Pod mutations

Pod mutations

What are pod mutations?

Pod mutations is a Cast AI feature that simplifies Kubernetes workload configuration and helps optimize cluster resource usage. It allows you to define templates that automatically modify pod specifications when they are created, reducing manual configuration overhead and ensuring consistent pod scheduling across your cluster.

Why use pod mutations?

Managing Kubernetes workloads at scale presents several challenges:

  • Complex Configuration Requirements: As clusters grow, manually configuring pod specifications becomes increasingly time-consuming and error-prone.

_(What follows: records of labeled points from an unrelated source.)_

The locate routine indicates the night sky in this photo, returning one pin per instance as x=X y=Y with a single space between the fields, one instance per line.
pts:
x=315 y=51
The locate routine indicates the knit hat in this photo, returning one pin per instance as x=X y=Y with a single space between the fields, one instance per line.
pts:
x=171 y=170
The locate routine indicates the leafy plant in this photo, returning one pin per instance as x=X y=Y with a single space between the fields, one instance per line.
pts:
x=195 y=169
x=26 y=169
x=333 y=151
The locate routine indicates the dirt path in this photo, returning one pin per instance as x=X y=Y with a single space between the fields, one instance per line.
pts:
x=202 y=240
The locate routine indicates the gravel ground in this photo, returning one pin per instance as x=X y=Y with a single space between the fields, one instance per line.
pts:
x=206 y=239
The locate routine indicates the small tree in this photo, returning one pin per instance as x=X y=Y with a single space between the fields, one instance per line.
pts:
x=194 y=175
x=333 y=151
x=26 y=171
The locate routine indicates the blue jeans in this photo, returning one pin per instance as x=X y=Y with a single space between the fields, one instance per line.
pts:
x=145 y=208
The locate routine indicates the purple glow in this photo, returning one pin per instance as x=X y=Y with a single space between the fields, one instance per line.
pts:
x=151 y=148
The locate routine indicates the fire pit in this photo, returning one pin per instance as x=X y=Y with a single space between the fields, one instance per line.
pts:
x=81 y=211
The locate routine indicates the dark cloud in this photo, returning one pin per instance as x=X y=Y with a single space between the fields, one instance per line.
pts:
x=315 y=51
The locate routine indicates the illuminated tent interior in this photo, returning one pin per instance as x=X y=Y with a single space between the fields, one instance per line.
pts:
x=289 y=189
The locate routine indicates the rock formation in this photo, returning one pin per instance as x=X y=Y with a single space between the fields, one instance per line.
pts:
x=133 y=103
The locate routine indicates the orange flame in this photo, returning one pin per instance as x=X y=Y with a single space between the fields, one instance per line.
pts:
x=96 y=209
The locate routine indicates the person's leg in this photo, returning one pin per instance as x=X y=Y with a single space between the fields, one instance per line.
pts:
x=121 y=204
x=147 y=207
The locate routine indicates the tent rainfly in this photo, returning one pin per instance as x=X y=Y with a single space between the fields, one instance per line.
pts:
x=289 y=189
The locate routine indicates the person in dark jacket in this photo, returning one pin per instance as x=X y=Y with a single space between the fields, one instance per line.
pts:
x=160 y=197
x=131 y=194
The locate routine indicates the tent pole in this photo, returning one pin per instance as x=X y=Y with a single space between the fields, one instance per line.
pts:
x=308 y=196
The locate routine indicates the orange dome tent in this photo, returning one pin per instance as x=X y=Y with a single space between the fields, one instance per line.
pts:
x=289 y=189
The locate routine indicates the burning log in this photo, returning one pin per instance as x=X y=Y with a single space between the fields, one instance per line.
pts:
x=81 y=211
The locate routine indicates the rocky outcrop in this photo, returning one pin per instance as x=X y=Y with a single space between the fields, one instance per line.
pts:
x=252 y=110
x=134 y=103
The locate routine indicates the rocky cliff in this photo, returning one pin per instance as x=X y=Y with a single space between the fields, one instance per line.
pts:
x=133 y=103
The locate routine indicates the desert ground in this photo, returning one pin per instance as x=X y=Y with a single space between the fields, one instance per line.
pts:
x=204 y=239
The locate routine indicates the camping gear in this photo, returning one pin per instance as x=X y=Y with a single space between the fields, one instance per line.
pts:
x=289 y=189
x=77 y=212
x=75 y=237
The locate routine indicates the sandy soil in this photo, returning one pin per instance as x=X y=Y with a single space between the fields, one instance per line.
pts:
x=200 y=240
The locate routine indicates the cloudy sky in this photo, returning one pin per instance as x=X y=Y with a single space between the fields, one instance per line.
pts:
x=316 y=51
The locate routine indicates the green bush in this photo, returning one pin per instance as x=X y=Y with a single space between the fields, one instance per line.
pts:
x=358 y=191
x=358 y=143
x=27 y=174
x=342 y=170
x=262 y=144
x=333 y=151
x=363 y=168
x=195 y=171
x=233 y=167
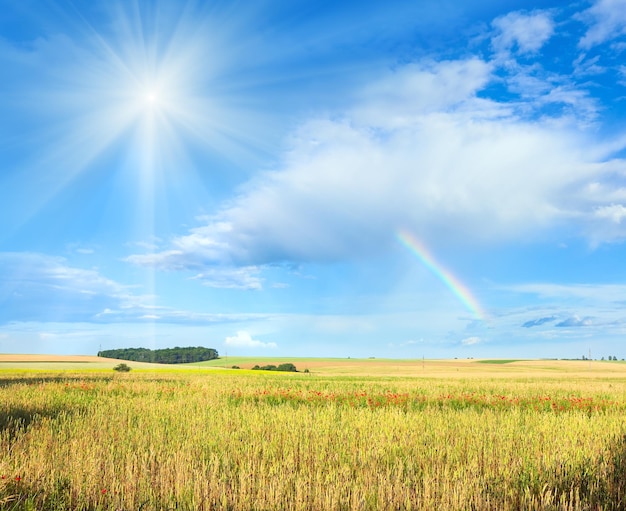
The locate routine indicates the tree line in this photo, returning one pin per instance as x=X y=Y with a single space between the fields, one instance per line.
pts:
x=163 y=356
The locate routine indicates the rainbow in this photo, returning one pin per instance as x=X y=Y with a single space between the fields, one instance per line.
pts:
x=457 y=287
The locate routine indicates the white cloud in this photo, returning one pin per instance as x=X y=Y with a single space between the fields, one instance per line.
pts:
x=522 y=33
x=606 y=20
x=419 y=150
x=244 y=340
x=574 y=321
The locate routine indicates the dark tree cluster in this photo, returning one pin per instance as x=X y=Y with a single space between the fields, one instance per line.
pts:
x=164 y=356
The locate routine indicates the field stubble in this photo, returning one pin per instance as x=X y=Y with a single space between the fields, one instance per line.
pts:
x=218 y=440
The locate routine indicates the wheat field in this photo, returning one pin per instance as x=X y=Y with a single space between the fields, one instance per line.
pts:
x=251 y=440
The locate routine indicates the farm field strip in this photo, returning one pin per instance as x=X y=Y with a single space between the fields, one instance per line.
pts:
x=227 y=439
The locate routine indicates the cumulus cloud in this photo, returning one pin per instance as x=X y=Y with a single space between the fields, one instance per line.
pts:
x=606 y=20
x=243 y=339
x=420 y=149
x=521 y=32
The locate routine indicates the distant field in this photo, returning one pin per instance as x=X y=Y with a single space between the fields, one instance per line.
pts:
x=440 y=368
x=461 y=368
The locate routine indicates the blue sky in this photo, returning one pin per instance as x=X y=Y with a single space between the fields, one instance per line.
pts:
x=291 y=178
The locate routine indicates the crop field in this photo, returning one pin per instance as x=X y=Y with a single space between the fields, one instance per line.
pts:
x=430 y=435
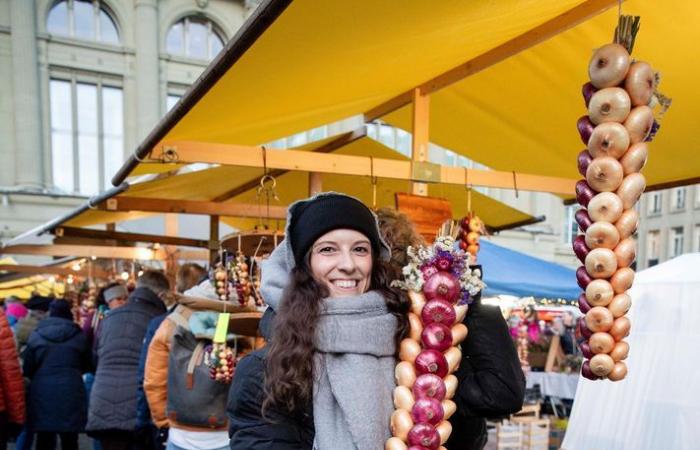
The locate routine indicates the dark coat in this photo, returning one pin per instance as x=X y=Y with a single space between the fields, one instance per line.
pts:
x=119 y=341
x=56 y=356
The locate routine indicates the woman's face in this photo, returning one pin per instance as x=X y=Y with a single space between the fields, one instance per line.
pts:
x=342 y=261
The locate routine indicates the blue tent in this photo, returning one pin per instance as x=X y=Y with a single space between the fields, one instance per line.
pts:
x=513 y=273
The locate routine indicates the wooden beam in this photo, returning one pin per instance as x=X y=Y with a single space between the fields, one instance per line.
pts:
x=128 y=237
x=341 y=141
x=564 y=21
x=161 y=205
x=250 y=156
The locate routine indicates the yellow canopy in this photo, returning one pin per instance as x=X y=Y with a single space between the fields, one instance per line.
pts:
x=324 y=60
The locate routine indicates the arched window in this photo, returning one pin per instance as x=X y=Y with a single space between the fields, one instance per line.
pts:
x=194 y=37
x=82 y=19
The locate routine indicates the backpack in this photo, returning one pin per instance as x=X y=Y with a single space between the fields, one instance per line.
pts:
x=194 y=399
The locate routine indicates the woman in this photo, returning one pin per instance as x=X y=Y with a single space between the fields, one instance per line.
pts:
x=57 y=355
x=327 y=377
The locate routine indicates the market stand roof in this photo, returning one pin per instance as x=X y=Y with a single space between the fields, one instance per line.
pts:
x=298 y=65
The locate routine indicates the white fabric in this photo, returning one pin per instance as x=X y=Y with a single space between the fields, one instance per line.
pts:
x=562 y=385
x=195 y=440
x=658 y=405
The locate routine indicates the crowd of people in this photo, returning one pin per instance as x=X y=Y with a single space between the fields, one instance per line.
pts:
x=132 y=375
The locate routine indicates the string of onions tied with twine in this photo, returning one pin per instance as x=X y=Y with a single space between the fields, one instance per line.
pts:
x=621 y=97
x=440 y=285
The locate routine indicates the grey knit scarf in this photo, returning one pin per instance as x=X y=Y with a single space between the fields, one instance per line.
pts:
x=354 y=379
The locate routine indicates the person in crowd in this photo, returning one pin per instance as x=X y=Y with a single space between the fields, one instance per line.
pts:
x=12 y=407
x=112 y=409
x=56 y=356
x=188 y=276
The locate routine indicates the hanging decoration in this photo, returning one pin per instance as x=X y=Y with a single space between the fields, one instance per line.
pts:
x=621 y=97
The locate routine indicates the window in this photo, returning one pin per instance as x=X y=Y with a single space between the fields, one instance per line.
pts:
x=679 y=198
x=87 y=132
x=82 y=19
x=194 y=37
x=653 y=241
x=676 y=242
x=655 y=203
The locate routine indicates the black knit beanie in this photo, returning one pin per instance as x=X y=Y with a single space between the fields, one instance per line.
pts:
x=311 y=220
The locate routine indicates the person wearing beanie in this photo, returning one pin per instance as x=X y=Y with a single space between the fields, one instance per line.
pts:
x=55 y=359
x=326 y=379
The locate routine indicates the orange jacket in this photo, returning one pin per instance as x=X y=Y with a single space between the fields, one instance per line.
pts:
x=11 y=381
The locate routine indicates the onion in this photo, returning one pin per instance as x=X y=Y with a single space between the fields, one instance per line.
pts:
x=585 y=128
x=587 y=90
x=635 y=158
x=427 y=410
x=583 y=304
x=453 y=357
x=599 y=319
x=631 y=189
x=619 y=305
x=584 y=193
x=640 y=83
x=429 y=386
x=450 y=386
x=583 y=219
x=401 y=424
x=409 y=350
x=619 y=372
x=601 y=263
x=431 y=361
x=626 y=252
x=441 y=286
x=583 y=160
x=605 y=207
x=622 y=280
x=580 y=247
x=621 y=328
x=437 y=337
x=639 y=123
x=601 y=364
x=601 y=342
x=602 y=235
x=425 y=435
x=599 y=293
x=415 y=326
x=438 y=311
x=608 y=66
x=459 y=333
x=604 y=174
x=620 y=351
x=403 y=398
x=609 y=105
x=582 y=277
x=609 y=139
x=627 y=223
x=417 y=301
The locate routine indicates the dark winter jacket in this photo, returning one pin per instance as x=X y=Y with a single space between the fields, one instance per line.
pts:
x=113 y=396
x=56 y=356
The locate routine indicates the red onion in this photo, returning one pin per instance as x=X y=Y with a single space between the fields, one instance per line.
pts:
x=584 y=159
x=425 y=435
x=436 y=336
x=584 y=193
x=442 y=286
x=583 y=219
x=427 y=410
x=582 y=277
x=585 y=128
x=431 y=361
x=429 y=386
x=580 y=247
x=583 y=304
x=438 y=311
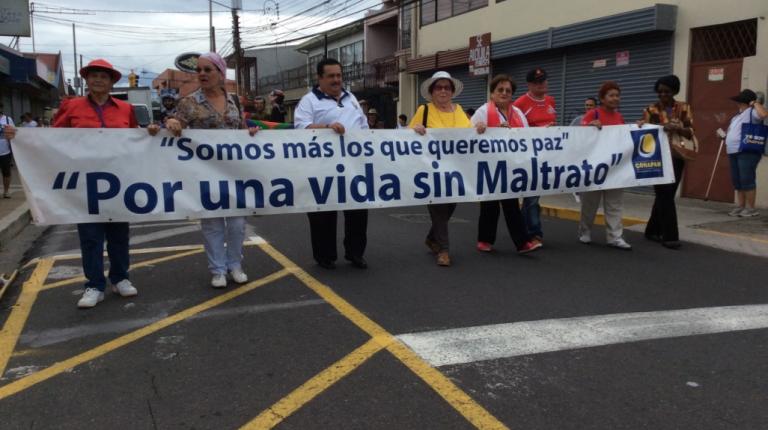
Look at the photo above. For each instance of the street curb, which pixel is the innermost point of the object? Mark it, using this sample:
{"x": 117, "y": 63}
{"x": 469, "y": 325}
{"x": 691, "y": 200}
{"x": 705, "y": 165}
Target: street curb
{"x": 13, "y": 223}
{"x": 575, "y": 215}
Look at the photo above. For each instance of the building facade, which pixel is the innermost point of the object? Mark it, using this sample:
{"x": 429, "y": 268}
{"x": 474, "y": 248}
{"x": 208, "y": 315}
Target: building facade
{"x": 716, "y": 51}
{"x": 30, "y": 82}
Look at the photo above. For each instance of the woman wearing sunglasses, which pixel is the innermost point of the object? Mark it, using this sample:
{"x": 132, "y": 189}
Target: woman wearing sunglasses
{"x": 211, "y": 107}
{"x": 499, "y": 112}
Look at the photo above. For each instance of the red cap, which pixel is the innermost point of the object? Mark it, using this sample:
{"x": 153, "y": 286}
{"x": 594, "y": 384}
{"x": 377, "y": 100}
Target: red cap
{"x": 103, "y": 65}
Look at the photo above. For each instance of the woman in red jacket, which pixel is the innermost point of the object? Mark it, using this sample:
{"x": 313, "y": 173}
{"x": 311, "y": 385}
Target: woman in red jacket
{"x": 100, "y": 110}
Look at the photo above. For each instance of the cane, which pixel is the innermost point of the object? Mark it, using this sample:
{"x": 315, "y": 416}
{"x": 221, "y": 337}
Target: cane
{"x": 721, "y": 134}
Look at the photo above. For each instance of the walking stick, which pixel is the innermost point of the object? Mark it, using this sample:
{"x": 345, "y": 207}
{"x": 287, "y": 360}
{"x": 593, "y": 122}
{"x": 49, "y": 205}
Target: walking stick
{"x": 721, "y": 134}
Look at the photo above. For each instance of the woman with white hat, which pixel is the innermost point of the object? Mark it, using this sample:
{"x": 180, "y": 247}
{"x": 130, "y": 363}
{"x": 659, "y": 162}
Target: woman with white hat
{"x": 440, "y": 112}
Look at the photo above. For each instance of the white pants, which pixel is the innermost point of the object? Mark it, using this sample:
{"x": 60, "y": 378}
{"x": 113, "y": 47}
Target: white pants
{"x": 217, "y": 232}
{"x": 612, "y": 208}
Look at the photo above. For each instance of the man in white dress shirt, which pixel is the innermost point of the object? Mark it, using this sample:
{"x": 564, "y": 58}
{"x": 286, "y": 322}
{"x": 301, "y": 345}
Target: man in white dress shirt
{"x": 329, "y": 105}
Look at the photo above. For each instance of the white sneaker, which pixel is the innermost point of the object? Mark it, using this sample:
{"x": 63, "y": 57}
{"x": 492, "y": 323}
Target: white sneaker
{"x": 239, "y": 276}
{"x": 125, "y": 288}
{"x": 749, "y": 213}
{"x": 90, "y": 298}
{"x": 620, "y": 244}
{"x": 736, "y": 211}
{"x": 219, "y": 281}
{"x": 585, "y": 238}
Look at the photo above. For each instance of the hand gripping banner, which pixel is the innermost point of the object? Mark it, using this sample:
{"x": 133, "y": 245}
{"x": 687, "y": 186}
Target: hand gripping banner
{"x": 94, "y": 175}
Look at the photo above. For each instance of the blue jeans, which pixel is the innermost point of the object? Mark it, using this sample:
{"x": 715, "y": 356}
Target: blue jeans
{"x": 217, "y": 232}
{"x": 743, "y": 170}
{"x": 92, "y": 236}
{"x": 532, "y": 216}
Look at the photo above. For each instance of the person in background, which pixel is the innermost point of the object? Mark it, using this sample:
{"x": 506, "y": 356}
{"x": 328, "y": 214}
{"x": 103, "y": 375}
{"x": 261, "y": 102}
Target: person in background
{"x": 100, "y": 110}
{"x": 259, "y": 111}
{"x": 744, "y": 164}
{"x": 402, "y": 121}
{"x": 539, "y": 110}
{"x": 168, "y": 107}
{"x": 677, "y": 119}
{"x": 211, "y": 107}
{"x": 329, "y": 105}
{"x": 589, "y": 104}
{"x": 364, "y": 106}
{"x": 6, "y": 158}
{"x": 606, "y": 114}
{"x": 440, "y": 112}
{"x": 277, "y": 102}
{"x": 28, "y": 121}
{"x": 499, "y": 112}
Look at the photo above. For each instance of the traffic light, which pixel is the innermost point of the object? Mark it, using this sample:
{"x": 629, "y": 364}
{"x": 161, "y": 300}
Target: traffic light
{"x": 133, "y": 80}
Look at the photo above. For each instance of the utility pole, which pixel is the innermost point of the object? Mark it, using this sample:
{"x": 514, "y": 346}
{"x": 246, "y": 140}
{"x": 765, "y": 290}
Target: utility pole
{"x": 236, "y": 44}
{"x": 76, "y": 79}
{"x": 32, "y": 23}
{"x": 210, "y": 26}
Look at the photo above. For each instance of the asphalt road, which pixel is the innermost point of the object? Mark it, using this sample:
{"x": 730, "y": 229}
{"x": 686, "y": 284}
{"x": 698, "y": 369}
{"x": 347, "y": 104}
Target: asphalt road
{"x": 571, "y": 337}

Each workload may need specific labels, tolerations, and node selectors to ensure proper scheduling and resource allocation.

  • Legacy System Integration: When onboarding existing clusters to Cast AI, workloads sometimes need to be reconfigured to take full advantage of cost optimization features. This traditionally requires updating deployment manifests, which can be automated using pod mutations.

  • Resource Fragmentation: Without standardized pod configurations, clusters can become fragmented with too many node groups, leading to inefficient resource utilization and increased costs.

Pod mutations address all of these challenges.

How it works

Pod mutations allow you to define templates that automatically modify pod specifications when they are created. These templates can:

  • Apply labels and tolerations
  • Configure node selectors and affinities
  • Link pods to specific Node Templates
  • Consolidate multiple Node Templates
  • Set spot instance preferences

The pod mutations controller, called the pod mutator, runs in your cluster and monitors pod creation events. When a new pod matches the configured filters, the controller automatically applies the defined mutations.

Installation

Install using the console

  1. Upon selecting a cluster from the cluster list, head over to Autoscaler --> Pod mutations in the sidebar.
  2. If you have not installed the pod-mutator controller yet, you will be prompted with a script that you need to run in your cluster's cloud shell or terminal.

Install using Helm

  1. Add the Cast AI Helm repository:
helm repo add castai-helm https://castai.github.io/helm-charts
helm repo update
  1. Install the pod mutations controller:
helm repo add castai-helm https://castai.github.io/helm-charts
helm upgrade -i --create-namespace -n castai-agent pod-mutator \
castai-helm/castai-pod-mutator \
--set castai.apiUrl="https://api.cast.ai" \ 
--set castai.apiKey="${API_KEY}" \
--set castai.clusterID="${CLUSTER_ID}"

Advanced installation options

The pod mutator supports the configuration of its webhook reinvocation policy. This controls whether the pod mutator should be reinvoked if other admission plugins modify the pod after the initial mutation.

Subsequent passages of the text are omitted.